For patients with stable coronary artery disease (CAD) who are not experiencing a heart attack and an abnormal stress test, angioplasty may not offer more benefits than drug therapy alone.
For a new study, researchers surveyed more than 4,000 patients with myocardial ischemia, or inadequate circulation. The study combined data from clinical trials performed between 1970 and 2012 of patients who had either percutaneous coronary intervention (PCI), or angioplasty, plus drug therapy, or drug therapy alone to treat their CAD.
Each of the clinical studies within the analysis reported outcomes of death and nonfatal myocardial infarction. Additionally, to reflect contemporary medical and interventional practice, inclusion criteria required stent implantation in at least 50 percent of the PCI procedures and statin medications to lower cholesterol in at least 50 percent of patients in both the PCI and drug therapy alone groups.
This led to a total of five clinical trials yielding 4,064 patients with myocardial ischemia diagnosed by exercise stress testing, nuclear or echocardiocraphic stress imaging, or fractional flow reserve.
The researchers reviewed outcome data up to five years post PCI or drug treatment alone. They analyzed all-cause death, non-fatal myocardial infarction, unplanned revascularization, and angina in the patients.
Published in JAMA Internal Medicine, the analysis showed all-cause death rates between the two groups was not significantly different—6.5 percent for patients receiving PCI and drug therapy versus 7.3 percent for patients receiving drug therapy alone.

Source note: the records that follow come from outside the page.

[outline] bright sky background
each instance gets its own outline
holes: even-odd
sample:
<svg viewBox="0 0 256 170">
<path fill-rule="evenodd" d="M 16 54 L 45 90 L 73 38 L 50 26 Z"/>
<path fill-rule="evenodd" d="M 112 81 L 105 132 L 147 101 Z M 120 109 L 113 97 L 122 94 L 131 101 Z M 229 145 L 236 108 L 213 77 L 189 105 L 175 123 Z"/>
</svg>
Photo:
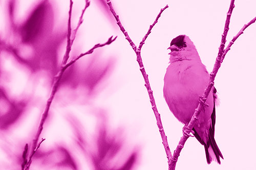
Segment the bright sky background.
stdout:
<svg viewBox="0 0 256 170">
<path fill-rule="evenodd" d="M 74 1 L 76 12 L 73 16 L 77 18 L 83 1 Z M 67 16 L 69 2 L 54 1 L 59 11 L 59 17 Z M 141 54 L 173 153 L 181 137 L 183 125 L 171 113 L 163 96 L 163 77 L 169 58 L 166 48 L 177 36 L 188 35 L 197 47 L 202 62 L 211 71 L 230 1 L 113 0 L 112 2 L 136 45 L 161 8 L 166 4 L 169 6 L 146 40 Z M 256 16 L 254 0 L 236 1 L 235 5 L 227 42 L 245 23 Z M 29 5 L 24 5 L 25 9 Z M 75 42 L 81 49 L 88 49 L 95 43 L 105 42 L 111 35 L 118 36 L 115 42 L 104 48 L 103 54 L 114 56 L 117 61 L 96 102 L 108 109 L 112 126 L 125 127 L 124 133 L 128 140 L 141 148 L 137 169 L 167 169 L 165 153 L 136 55 L 117 25 L 112 25 L 108 17 L 104 16 L 106 14 L 100 12 L 102 10 L 92 1 L 80 30 L 84 32 L 83 38 L 86 42 L 81 37 Z M 23 12 L 20 12 L 22 16 Z M 25 14 L 26 10 L 23 11 Z M 222 164 L 214 162 L 208 165 L 203 147 L 195 138 L 189 138 L 179 157 L 176 169 L 253 169 L 256 167 L 255 41 L 256 24 L 254 23 L 235 42 L 216 78 L 220 105 L 216 111 L 215 139 L 224 157 Z"/>
<path fill-rule="evenodd" d="M 186 34 L 197 47 L 203 63 L 211 71 L 230 1 L 112 2 L 124 28 L 137 45 L 160 9 L 166 4 L 169 7 L 153 28 L 141 53 L 173 153 L 181 136 L 183 125 L 170 113 L 163 98 L 163 79 L 168 62 L 166 48 L 173 38 Z M 235 5 L 228 42 L 245 23 L 256 16 L 254 1 L 237 1 Z M 87 13 L 87 25 L 95 22 L 92 16 L 94 14 L 90 15 L 92 11 L 92 8 Z M 100 18 L 97 14 L 94 16 L 99 17 L 104 23 L 105 18 Z M 113 27 L 116 30 L 111 30 L 109 34 L 97 31 L 103 35 L 101 37 L 111 33 L 118 36 L 117 41 L 108 50 L 110 53 L 114 53 L 111 52 L 114 50 L 118 56 L 114 76 L 110 82 L 111 87 L 108 87 L 114 88 L 116 91 L 110 95 L 102 94 L 99 102 L 110 107 L 115 124 L 129 127 L 127 132 L 135 142 L 142 142 L 143 152 L 138 169 L 167 169 L 165 153 L 135 54 L 117 27 Z M 203 147 L 195 138 L 190 138 L 181 153 L 177 169 L 252 169 L 256 167 L 255 138 L 252 135 L 256 119 L 254 106 L 256 102 L 254 98 L 256 95 L 255 31 L 256 25 L 253 25 L 239 37 L 226 55 L 216 77 L 215 86 L 221 103 L 217 109 L 215 138 L 224 157 L 222 164 L 208 165 Z M 91 35 L 90 39 L 97 39 L 95 34 L 92 32 Z"/>
</svg>

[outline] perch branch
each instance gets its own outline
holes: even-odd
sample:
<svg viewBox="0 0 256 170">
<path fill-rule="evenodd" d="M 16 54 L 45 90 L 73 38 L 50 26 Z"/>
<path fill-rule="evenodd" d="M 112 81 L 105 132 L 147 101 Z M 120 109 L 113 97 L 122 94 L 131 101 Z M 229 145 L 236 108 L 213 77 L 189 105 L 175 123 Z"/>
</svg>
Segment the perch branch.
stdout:
<svg viewBox="0 0 256 170">
<path fill-rule="evenodd" d="M 136 45 L 134 44 L 133 41 L 132 40 L 131 38 L 130 37 L 129 35 L 128 35 L 128 33 L 127 31 L 125 30 L 123 26 L 122 26 L 122 23 L 121 23 L 121 21 L 119 19 L 119 16 L 117 15 L 116 12 L 115 11 L 114 8 L 112 6 L 112 4 L 111 2 L 110 2 L 110 0 L 107 0 L 106 3 L 108 5 L 109 5 L 110 7 L 110 10 L 114 15 L 114 17 L 116 20 L 117 21 L 117 24 L 118 25 L 118 26 L 120 28 L 120 29 L 122 31 L 122 32 L 123 33 L 124 36 L 125 36 L 125 39 L 127 39 L 128 42 L 129 42 L 130 44 L 132 46 L 132 48 L 133 49 L 135 53 L 136 54 L 137 56 L 137 61 L 139 64 L 139 65 L 140 66 L 140 70 L 141 72 L 141 74 L 142 74 L 142 76 L 144 78 L 144 80 L 145 81 L 145 86 L 146 88 L 147 93 L 148 94 L 148 96 L 150 99 L 150 102 L 151 104 L 152 108 L 152 109 L 154 111 L 154 113 L 155 114 L 155 116 L 156 117 L 156 119 L 157 120 L 157 126 L 158 127 L 158 129 L 159 130 L 159 132 L 161 135 L 161 137 L 162 138 L 162 143 L 164 145 L 164 149 L 165 150 L 165 153 L 167 155 L 167 158 L 168 159 L 168 162 L 169 164 L 169 162 L 170 160 L 170 158 L 172 158 L 172 153 L 170 152 L 170 150 L 169 147 L 169 145 L 168 144 L 168 142 L 167 140 L 167 137 L 165 135 L 165 134 L 164 133 L 164 130 L 163 128 L 163 125 L 162 124 L 162 121 L 161 120 L 161 117 L 159 113 L 158 112 L 158 111 L 157 108 L 157 106 L 156 105 L 156 102 L 155 101 L 155 99 L 154 98 L 153 95 L 153 91 L 151 89 L 151 87 L 150 86 L 150 81 L 148 80 L 148 75 L 146 74 L 146 71 L 145 70 L 145 68 L 144 67 L 143 62 L 142 62 L 142 60 L 141 59 L 141 54 L 140 54 L 140 50 L 141 47 L 142 47 L 143 44 L 145 42 L 145 40 L 146 40 L 146 38 L 148 36 L 148 35 L 151 33 L 151 30 L 153 27 L 155 26 L 155 25 L 157 22 L 158 18 L 160 17 L 161 14 L 163 12 L 163 11 L 168 8 L 168 5 L 166 5 L 164 8 L 163 9 L 161 9 L 160 12 L 158 14 L 157 18 L 155 20 L 154 23 L 150 26 L 150 29 L 148 29 L 148 31 L 147 31 L 147 33 L 146 35 L 144 36 L 141 42 L 140 43 L 140 45 L 139 45 L 139 47 L 137 47 Z"/>
<path fill-rule="evenodd" d="M 219 68 L 221 66 L 221 60 L 222 55 L 223 54 L 224 48 L 225 47 L 225 43 L 226 41 L 226 38 L 227 37 L 227 34 L 229 30 L 229 25 L 230 23 L 230 17 L 233 9 L 234 8 L 234 0 L 231 0 L 230 1 L 230 5 L 229 6 L 229 8 L 228 12 L 227 13 L 227 17 L 226 18 L 226 22 L 225 23 L 223 33 L 222 35 L 221 44 L 220 45 L 220 47 L 219 47 L 219 53 L 218 54 L 218 56 L 216 58 L 216 60 L 215 61 L 213 70 L 210 74 L 210 81 L 209 84 L 204 90 L 204 92 L 203 95 L 203 96 L 201 98 L 201 100 L 202 101 L 202 102 L 199 102 L 198 106 L 195 109 L 194 115 L 192 116 L 192 118 L 190 121 L 189 122 L 188 125 L 187 125 L 187 129 L 188 130 L 188 131 L 187 132 L 188 132 L 188 133 L 191 132 L 191 130 L 193 128 L 193 127 L 194 126 L 196 121 L 198 118 L 198 116 L 199 116 L 201 111 L 204 107 L 204 105 L 202 104 L 202 103 L 205 103 L 206 99 L 208 97 L 208 95 L 209 95 L 209 93 L 212 86 L 214 86 L 214 80 L 215 79 L 215 77 L 216 76 L 216 74 L 218 72 L 218 70 L 219 70 Z M 172 160 L 170 162 L 170 164 L 171 164 L 170 169 L 172 170 L 175 169 L 175 166 L 176 165 L 176 162 L 178 160 L 178 158 L 180 155 L 180 153 L 181 151 L 181 150 L 184 147 L 185 142 L 188 138 L 188 137 L 189 136 L 187 135 L 185 136 L 184 134 L 181 137 L 179 142 L 179 144 L 178 144 L 176 149 L 174 151 L 174 155 L 172 158 Z"/>
</svg>

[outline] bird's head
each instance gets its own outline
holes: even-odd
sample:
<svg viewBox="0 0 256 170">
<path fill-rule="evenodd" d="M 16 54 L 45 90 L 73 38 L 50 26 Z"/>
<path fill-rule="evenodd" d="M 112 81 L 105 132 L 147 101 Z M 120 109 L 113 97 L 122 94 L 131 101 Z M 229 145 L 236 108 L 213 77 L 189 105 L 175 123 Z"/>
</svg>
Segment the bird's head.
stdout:
<svg viewBox="0 0 256 170">
<path fill-rule="evenodd" d="M 199 60 L 201 61 L 196 46 L 189 37 L 185 35 L 180 35 L 174 38 L 167 49 L 170 50 L 168 54 L 171 62 L 184 60 Z"/>
</svg>

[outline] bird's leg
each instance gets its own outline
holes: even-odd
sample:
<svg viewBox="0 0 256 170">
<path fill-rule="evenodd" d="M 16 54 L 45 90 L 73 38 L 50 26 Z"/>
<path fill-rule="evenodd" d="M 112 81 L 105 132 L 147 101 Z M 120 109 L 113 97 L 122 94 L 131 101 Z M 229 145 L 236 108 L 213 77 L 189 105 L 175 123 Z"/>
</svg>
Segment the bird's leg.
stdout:
<svg viewBox="0 0 256 170">
<path fill-rule="evenodd" d="M 185 125 L 182 128 L 182 133 L 183 135 L 186 137 L 194 137 L 193 135 L 189 134 L 190 132 L 195 134 L 195 132 L 192 129 L 188 128 Z"/>
</svg>

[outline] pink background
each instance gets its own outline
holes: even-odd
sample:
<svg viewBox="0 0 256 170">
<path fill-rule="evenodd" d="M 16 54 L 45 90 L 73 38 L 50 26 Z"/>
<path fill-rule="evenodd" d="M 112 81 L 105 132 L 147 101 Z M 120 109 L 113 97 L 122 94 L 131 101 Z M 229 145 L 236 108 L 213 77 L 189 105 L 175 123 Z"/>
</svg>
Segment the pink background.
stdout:
<svg viewBox="0 0 256 170">
<path fill-rule="evenodd" d="M 6 23 L 7 17 L 5 16 L 7 10 L 5 7 L 7 2 L 0 1 L 1 23 Z M 170 113 L 163 97 L 163 80 L 169 57 L 166 48 L 173 38 L 180 34 L 188 35 L 197 47 L 202 62 L 211 71 L 230 1 L 113 0 L 112 2 L 123 26 L 137 45 L 160 9 L 166 4 L 169 7 L 163 12 L 153 28 L 142 47 L 141 54 L 173 153 L 182 135 L 183 125 Z M 22 22 L 33 9 L 31 7 L 38 3 L 36 1 L 19 2 L 18 10 L 16 12 L 17 22 Z M 53 7 L 55 24 L 66 28 L 69 1 L 52 1 L 51 3 Z M 73 28 L 76 25 L 83 4 L 83 1 L 74 1 Z M 235 5 L 227 42 L 245 23 L 256 16 L 255 1 L 237 1 Z M 103 110 L 106 114 L 103 114 L 103 119 L 108 120 L 110 131 L 117 132 L 118 136 L 123 139 L 123 143 L 127 144 L 122 150 L 140 151 L 138 160 L 133 169 L 167 169 L 165 151 L 144 86 L 144 80 L 136 61 L 136 56 L 115 24 L 112 16 L 104 10 L 100 3 L 92 1 L 86 11 L 84 22 L 78 32 L 72 54 L 77 55 L 96 43 L 105 42 L 111 35 L 117 35 L 117 39 L 112 44 L 95 50 L 94 55 L 83 57 L 76 66 L 82 70 L 93 57 L 98 57 L 97 64 L 108 62 L 112 63 L 110 71 L 96 87 L 97 94 L 88 94 L 90 88 L 81 86 L 72 89 L 68 86 L 61 87 L 50 108 L 52 112 L 49 122 L 41 135 L 46 138 L 46 140 L 39 150 L 54 147 L 56 143 L 72 144 L 72 132 L 67 121 L 67 119 L 70 120 L 71 112 L 75 113 L 85 127 L 85 133 L 93 136 L 94 132 L 97 129 L 95 125 L 99 121 L 99 118 L 86 113 L 99 114 L 102 117 L 101 114 Z M 7 28 L 5 24 L 0 25 L 2 39 L 9 38 Z M 57 30 L 58 28 L 54 29 Z M 215 87 L 219 93 L 220 105 L 216 111 L 215 139 L 224 158 L 221 160 L 221 165 L 215 162 L 208 165 L 203 146 L 195 138 L 189 138 L 179 157 L 177 169 L 255 168 L 255 31 L 254 23 L 238 38 L 226 56 L 216 78 Z M 19 48 L 22 49 L 20 50 L 24 55 L 33 53 L 29 45 L 23 45 Z M 64 41 L 58 51 L 59 62 L 64 54 L 65 46 Z M 1 54 L 1 57 L 4 57 L 3 54 Z M 7 130 L 0 131 L 0 165 L 6 169 L 16 169 L 20 165 L 13 164 L 15 161 L 10 160 L 12 157 L 6 154 L 4 149 L 9 148 L 13 153 L 20 154 L 25 143 L 31 141 L 49 96 L 52 82 L 47 71 L 41 70 L 31 74 L 26 67 L 8 55 L 1 60 L 1 66 L 4 71 L 2 71 L 0 82 L 2 85 L 8 87 L 7 91 L 10 98 L 26 101 L 28 100 L 26 96 L 33 93 L 33 100 L 30 101 L 26 113 Z M 3 75 L 8 78 L 3 79 Z M 0 109 L 8 109 L 2 101 L 0 106 Z M 95 139 L 89 137 L 87 140 L 93 142 Z M 93 149 L 92 147 L 91 149 Z M 81 156 L 79 149 L 75 148 L 73 152 L 77 153 L 74 154 L 74 159 L 80 162 L 78 169 L 91 168 L 90 162 L 83 162 L 79 159 Z M 126 156 L 122 154 L 120 156 Z M 37 164 L 40 163 L 33 162 L 34 166 L 32 167 L 35 169 L 45 169 L 41 166 L 36 166 Z"/>
</svg>

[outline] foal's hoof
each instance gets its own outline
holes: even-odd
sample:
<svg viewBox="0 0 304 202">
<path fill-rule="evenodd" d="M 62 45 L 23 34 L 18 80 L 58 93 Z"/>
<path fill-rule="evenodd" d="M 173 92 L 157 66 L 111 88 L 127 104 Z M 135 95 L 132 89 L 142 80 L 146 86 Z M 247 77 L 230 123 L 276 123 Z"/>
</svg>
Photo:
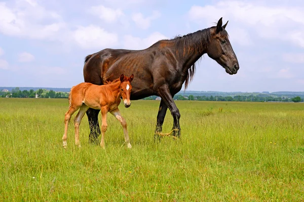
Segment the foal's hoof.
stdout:
<svg viewBox="0 0 304 202">
<path fill-rule="evenodd" d="M 160 142 L 161 139 L 162 138 L 162 136 L 160 135 L 159 134 L 154 134 L 154 141 Z"/>
<path fill-rule="evenodd" d="M 98 145 L 99 144 L 99 141 L 98 139 L 89 139 L 89 143 L 92 145 Z"/>
</svg>

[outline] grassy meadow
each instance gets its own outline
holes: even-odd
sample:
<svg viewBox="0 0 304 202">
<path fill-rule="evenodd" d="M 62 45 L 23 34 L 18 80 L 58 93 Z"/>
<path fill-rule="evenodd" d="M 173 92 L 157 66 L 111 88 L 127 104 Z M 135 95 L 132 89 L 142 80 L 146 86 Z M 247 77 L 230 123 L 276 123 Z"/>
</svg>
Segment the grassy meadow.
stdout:
<svg viewBox="0 0 304 202">
<path fill-rule="evenodd" d="M 64 149 L 67 99 L 0 98 L 0 201 L 304 201 L 303 104 L 177 101 L 155 142 L 159 102 L 121 105 L 131 149 L 110 114 L 105 150 L 75 114 Z"/>
</svg>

There was little difference in the rates of non-fatal myocardial infarction (9.2 percent with PCI vs. 7.6 percent drug therapy) and recurrent or persistent angina (20.3 percent vs. 23.3). The rate of unplanned revascularization was slightly different but not statistically significant (18.3 percent vs. 28.4 percent).
“If our findings are confirmed in ongoing trials, many of the more than 10 million stress tests performed annually and subsequent revascularizations may be unnecessary,” says David Brown, professor of medicine in the division of cardiovascular medicine at Stony Brook University.
Brown cautions that additional studies beyond data analyses of clinical trials are necessary to fully determine if practices with PCI in stable CAD patients needs to be re-evaluated, and if so, under what circumstances and in which patient populations.